Upper-tier, classic American banjos of the 1920s and 1930s display a level and variety of craftsmanship virtually unmatched in the annals of stuff. Anywhere you look on these instruments, some craftsman has been there first: hand engraving a filigreed design in the metal rim; hand painting a fleur-de-lis on a headstock; hand carving an ornate ebony elephant’s head at a neck heel, replete with little ivory tusks; hand etching patriotic scenes into celluloid fret markers.
People sure must have had a lot of hands back then. What were they thinking, the artists who spent weeks toiling over these details? Did they wonder if their anonymous efforts would be appreciated, if they would inspire the musicians to greater heights? Did they wonder where their banjos might be in five--or 50--years’ time?

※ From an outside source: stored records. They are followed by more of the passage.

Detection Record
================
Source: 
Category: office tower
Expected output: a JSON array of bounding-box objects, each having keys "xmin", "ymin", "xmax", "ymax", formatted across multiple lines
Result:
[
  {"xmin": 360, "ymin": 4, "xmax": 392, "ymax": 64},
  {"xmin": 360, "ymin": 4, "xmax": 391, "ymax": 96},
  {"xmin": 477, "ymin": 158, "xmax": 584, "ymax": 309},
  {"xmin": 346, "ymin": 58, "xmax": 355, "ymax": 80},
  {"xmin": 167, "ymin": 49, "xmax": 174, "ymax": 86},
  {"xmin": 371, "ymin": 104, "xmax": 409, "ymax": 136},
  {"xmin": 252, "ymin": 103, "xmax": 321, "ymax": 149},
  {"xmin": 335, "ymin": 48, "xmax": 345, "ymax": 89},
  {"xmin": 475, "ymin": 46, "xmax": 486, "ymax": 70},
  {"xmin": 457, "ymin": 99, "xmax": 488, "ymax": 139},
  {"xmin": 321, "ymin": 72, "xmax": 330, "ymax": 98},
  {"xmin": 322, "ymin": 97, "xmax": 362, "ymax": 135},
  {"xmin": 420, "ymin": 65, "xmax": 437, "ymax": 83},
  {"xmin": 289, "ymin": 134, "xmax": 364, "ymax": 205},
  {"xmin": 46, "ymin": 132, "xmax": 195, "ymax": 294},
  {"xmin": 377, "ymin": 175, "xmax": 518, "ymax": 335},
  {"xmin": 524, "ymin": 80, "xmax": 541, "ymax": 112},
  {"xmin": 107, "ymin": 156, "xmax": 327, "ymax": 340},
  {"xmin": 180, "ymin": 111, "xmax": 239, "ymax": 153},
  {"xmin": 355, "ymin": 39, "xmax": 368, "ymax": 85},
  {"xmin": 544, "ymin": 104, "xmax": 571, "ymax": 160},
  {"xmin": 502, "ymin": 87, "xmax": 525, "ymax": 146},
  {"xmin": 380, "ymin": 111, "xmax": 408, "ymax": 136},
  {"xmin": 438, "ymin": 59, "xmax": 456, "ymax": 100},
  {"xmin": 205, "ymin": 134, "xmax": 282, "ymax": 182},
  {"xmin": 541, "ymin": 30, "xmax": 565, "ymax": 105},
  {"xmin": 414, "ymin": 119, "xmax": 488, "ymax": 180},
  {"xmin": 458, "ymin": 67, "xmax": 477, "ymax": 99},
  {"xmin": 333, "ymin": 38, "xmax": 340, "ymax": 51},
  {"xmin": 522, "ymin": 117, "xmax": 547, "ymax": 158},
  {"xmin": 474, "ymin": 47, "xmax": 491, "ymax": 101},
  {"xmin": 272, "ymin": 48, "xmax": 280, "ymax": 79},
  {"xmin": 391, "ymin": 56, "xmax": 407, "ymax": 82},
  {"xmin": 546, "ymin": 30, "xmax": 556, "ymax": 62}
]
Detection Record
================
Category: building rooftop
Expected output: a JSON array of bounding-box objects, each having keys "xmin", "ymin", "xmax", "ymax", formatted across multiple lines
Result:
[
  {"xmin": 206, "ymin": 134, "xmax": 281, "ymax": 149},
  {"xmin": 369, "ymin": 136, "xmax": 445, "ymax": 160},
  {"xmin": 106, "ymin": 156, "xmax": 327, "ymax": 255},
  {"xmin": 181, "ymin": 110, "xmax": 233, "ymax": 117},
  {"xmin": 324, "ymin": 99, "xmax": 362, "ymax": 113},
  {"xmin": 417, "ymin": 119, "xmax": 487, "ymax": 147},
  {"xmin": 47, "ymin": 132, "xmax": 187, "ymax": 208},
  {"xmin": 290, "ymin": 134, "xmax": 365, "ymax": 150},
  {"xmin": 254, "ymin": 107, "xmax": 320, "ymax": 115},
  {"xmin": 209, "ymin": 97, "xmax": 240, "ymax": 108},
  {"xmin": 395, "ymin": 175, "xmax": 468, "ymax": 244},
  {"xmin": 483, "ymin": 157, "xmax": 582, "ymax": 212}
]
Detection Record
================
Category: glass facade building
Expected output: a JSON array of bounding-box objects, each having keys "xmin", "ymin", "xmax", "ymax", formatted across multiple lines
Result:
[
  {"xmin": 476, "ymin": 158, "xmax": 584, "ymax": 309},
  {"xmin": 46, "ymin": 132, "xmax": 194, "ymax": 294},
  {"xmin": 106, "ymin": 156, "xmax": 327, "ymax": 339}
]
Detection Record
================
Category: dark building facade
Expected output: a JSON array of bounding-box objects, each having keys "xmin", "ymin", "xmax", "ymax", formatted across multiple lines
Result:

Even the most farsighted and glue-addled of them couldn’t have imagined that, nearly a century after these masterpiece banjos were made, the best of them would be piled in a dark, dank, corrugated-metal barn half a world away amid the rice paddies of Japan’s Chiba Prefecture. Or that they’d lay forgotten there for more than a decade, until someone finally came along to rescue them--someone wearing an orange hazmat suit.
“It was the worst smell ever in there,” Mac Yasuda recalls. “There were dead rats, rotting newspapers. We opened one banjo case, and it was overgrown with green moss.”